Faster Execution using Threads

Chandra Shekhar Sahoo
3 min readOct 4, 2020

In this blog, we will learn multithreading concepts using Python ThreadPoolExecutor. Using these concepts makes the optimal usage of system hardware by operating system. In programming world, efficiency of any system or architecture is evaluated by taking execution time into consideration and the above two concepts helps in increasing code execution efficiency.

Let’s deep dive into it …..

Multi-threading

Definition : In computer architecture, multithreading is the ability of a central processing unit (CPU) (or a single core in a multi-core processor) to provide multiple threads of execution concurrently, supported by the operating system.

In this multiple threads are created for a process to increase its computation speed of the system.

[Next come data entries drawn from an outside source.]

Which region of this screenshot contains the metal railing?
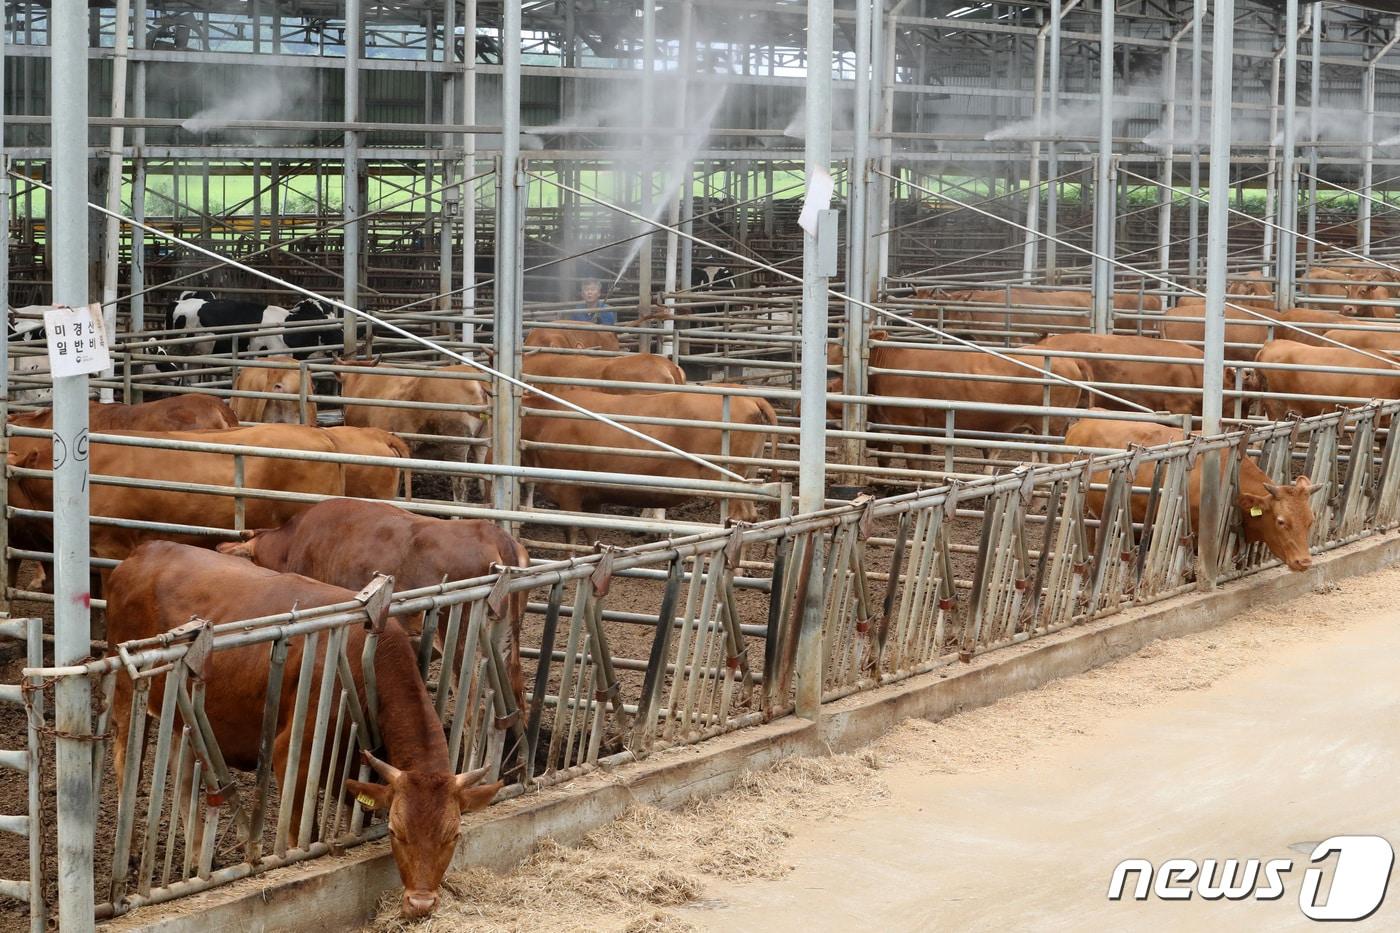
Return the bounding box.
[11,397,1400,925]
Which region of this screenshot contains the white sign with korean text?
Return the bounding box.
[43,303,111,378]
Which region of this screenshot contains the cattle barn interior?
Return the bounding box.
[7,0,1400,928]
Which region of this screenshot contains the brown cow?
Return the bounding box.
[1251,340,1400,421]
[1025,334,1204,415]
[523,327,622,351]
[1321,327,1400,352]
[520,386,776,535]
[326,426,410,500]
[1159,299,1278,360]
[8,395,239,432]
[1270,308,1355,346]
[8,423,345,569]
[107,541,499,919]
[1062,417,1314,571]
[336,360,489,502]
[217,497,529,707]
[6,395,240,590]
[827,331,1088,470]
[912,287,1157,335]
[231,356,317,424]
[521,351,684,391]
[1226,270,1274,298]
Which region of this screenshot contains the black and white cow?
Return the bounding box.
[169,294,337,360]
[691,265,737,291]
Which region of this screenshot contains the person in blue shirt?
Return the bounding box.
[564,278,617,326]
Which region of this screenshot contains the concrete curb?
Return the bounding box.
[102,531,1400,931]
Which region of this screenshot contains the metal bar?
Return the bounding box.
[51,0,96,925]
[1091,0,1114,332]
[1278,0,1300,305]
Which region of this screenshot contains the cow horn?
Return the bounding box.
[1262,482,1283,499]
[455,765,490,789]
[362,750,402,784]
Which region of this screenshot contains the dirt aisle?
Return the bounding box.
[681,575,1400,932]
[374,567,1400,932]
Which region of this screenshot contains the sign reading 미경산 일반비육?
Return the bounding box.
[43,303,111,378]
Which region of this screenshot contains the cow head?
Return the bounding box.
[346,751,501,918]
[216,533,261,563]
[1237,475,1314,572]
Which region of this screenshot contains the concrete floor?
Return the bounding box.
[681,605,1400,932]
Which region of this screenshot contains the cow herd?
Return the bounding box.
[12,268,1384,914]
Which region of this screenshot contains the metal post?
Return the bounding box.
[0,14,8,615]
[1200,0,1235,589]
[99,0,132,402]
[1091,0,1113,333]
[795,0,832,720]
[843,0,872,477]
[637,0,656,310]
[343,0,363,354]
[663,0,693,359]
[52,0,97,927]
[1045,0,1061,278]
[1263,37,1282,271]
[493,0,523,514]
[1305,1,1321,270]
[438,0,456,314]
[1360,20,1400,256]
[462,0,477,344]
[1188,0,1203,283]
[1277,0,1299,306]
[875,0,907,288]
[1024,5,1060,280]
[130,0,147,334]
[1159,15,1192,275]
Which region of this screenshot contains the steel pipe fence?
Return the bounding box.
[9,399,1400,925]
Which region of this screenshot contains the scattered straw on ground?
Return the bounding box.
[371,753,888,933]
[373,567,1393,932]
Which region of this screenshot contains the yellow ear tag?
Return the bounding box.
[1249,507,1263,517]
[356,793,379,810]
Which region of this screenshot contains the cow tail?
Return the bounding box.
[747,398,780,484]
[386,433,412,498]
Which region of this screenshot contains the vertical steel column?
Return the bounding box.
[637,0,656,309]
[0,10,8,615]
[1188,0,1203,282]
[342,0,363,353]
[1023,11,1047,280]
[462,0,477,344]
[1305,1,1321,269]
[795,0,832,719]
[51,1,96,927]
[99,0,131,401]
[861,0,883,302]
[492,0,523,514]
[127,0,149,329]
[1277,0,1299,305]
[1091,0,1113,333]
[1158,15,1193,275]
[1199,0,1235,589]
[1045,0,1061,278]
[438,0,456,312]
[663,0,692,360]
[875,0,908,288]
[1263,39,1282,271]
[1360,22,1399,256]
[843,0,872,477]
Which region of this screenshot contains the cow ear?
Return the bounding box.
[217,537,259,559]
[457,780,503,813]
[1237,491,1270,515]
[346,779,393,812]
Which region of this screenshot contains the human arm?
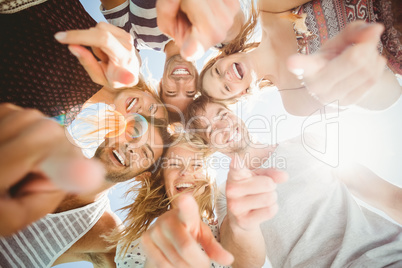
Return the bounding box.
[156,0,240,60]
[140,194,234,268]
[334,162,402,225]
[219,164,288,268]
[0,104,105,237]
[286,21,401,113]
[55,22,141,89]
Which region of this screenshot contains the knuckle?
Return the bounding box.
[266,204,279,219]
[0,103,20,113]
[97,31,112,46]
[263,178,276,190]
[96,21,108,29]
[227,199,238,213]
[348,49,363,66]
[225,183,237,198]
[23,108,44,120]
[177,238,193,254]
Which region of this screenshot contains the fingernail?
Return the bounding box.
[185,41,205,62]
[54,31,67,41]
[68,46,80,58]
[289,68,304,79]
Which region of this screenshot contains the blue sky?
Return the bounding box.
[57,1,402,267]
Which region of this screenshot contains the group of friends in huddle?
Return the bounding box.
[0,0,402,267]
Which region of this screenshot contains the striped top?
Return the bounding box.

All threads spawned are executed simultaneously. Multithreading is more efficient when system is doing high I/O tasks like opening multiple files, writing in multiple files. It aims to increase utilization of a single core by using thread-level parallelism as well as instruction-level parallelism.

Multithreading and Multiprocessing

Multi-threading implementation in Python

Using ThreadPoolExecutorfrom concurrent.futures Python standard library threading .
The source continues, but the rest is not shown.